Obama Signals Interest In Reducing The Protections For Biologic Drugs
Lobbyists for generic biologic drugmakers are fighting to undercut a provision in the proposed health overhaul that would protect brand-name pharmaceutical companies from lower-cost, generic competition over new products for 12 years, the Associated Press reports. The generic companies have friends in high places: "White House officials and Rep. Henry Waxman, D-Calif., chairman of the House Energy and Commerce Committee, are trying to reduce the curbs against competition to 10 years or less" (Fram, 1/14).

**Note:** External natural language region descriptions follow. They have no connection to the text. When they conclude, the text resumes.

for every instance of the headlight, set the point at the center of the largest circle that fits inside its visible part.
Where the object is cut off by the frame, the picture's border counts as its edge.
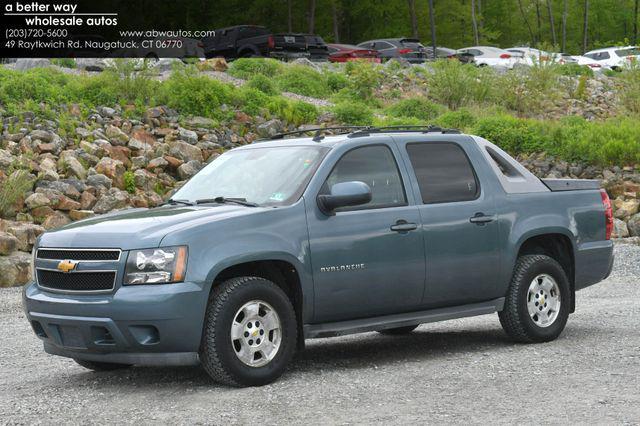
(156, 266)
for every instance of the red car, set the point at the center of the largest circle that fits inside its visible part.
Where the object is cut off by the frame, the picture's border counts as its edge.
(348, 52)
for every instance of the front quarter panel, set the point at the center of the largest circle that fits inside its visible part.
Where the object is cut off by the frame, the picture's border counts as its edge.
(272, 234)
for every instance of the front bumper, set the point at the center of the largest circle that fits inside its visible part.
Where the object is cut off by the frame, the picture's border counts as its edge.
(146, 324)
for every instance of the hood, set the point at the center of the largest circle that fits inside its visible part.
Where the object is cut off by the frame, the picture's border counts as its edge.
(138, 228)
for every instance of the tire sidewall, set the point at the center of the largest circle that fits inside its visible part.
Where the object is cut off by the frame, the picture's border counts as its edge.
(550, 267)
(268, 292)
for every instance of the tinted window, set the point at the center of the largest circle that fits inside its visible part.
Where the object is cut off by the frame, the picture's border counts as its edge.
(443, 171)
(375, 166)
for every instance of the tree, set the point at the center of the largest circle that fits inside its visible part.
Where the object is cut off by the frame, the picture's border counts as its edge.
(553, 27)
(585, 25)
(414, 18)
(474, 23)
(312, 16)
(564, 26)
(432, 20)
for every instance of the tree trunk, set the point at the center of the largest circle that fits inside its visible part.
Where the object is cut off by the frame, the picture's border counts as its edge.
(564, 26)
(526, 21)
(539, 21)
(414, 18)
(552, 24)
(635, 22)
(336, 21)
(312, 16)
(585, 26)
(474, 22)
(432, 20)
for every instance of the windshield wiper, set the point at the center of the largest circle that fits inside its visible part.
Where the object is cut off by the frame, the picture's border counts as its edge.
(224, 200)
(173, 202)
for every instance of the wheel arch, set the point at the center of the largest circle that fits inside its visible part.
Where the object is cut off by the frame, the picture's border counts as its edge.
(557, 244)
(283, 270)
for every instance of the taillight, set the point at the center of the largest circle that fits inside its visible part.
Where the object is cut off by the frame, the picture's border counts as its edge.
(608, 213)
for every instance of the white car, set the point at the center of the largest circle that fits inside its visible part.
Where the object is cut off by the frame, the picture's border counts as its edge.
(614, 58)
(490, 56)
(530, 56)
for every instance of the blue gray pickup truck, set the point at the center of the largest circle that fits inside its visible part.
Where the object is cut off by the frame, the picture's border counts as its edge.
(377, 229)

The move surprised the drug industry Thursday, Politico reports: "Industry took a quiet victory lap earlier this year once it was clear that both bills would include a 12-year window of protection from competition by generics. But Thursday, when California Rep. Anna Eshoo, who supports the longer, industry-backed protections, asked Obama which he prefers, the president said he favors a shorter window" (O'Connor and Frates, 1/15).
The New York Times adds: "Until now it looked like [the] matter was settled because the 12-year period got wide bipartisan support in both chambers. And with Congress having much more prominent issues to grapple with, there seemed little chance this issue would be reopened." The last minute reversal has spawned a lobbying fight that includes ads accusing brand-name producers of getting a "sweetheart deal," and brand-name makers fighting back with phone calls to lawmakers urging them to preserve existing language (Pollack, 1/14).
In addition to the renewed debate over the exclusivity period, "Congressional Democrats finalizing a health overhaul have asked drug companies to contribute an additional $10 billion and possibly more over a decade to help cover the cost," The Wall Street Journal reports. "Pharmaceutical companies have already agreed to contribute $80 billion to the federal overhaul" in the form of discounted drugs for Medicare patients, but these lawmakers have pushed for bigger contributions. The extra $10 billion could come in the form of increased fees to drugmakers, or deeper discounts for Medicare patients (Rockoff, 1/14).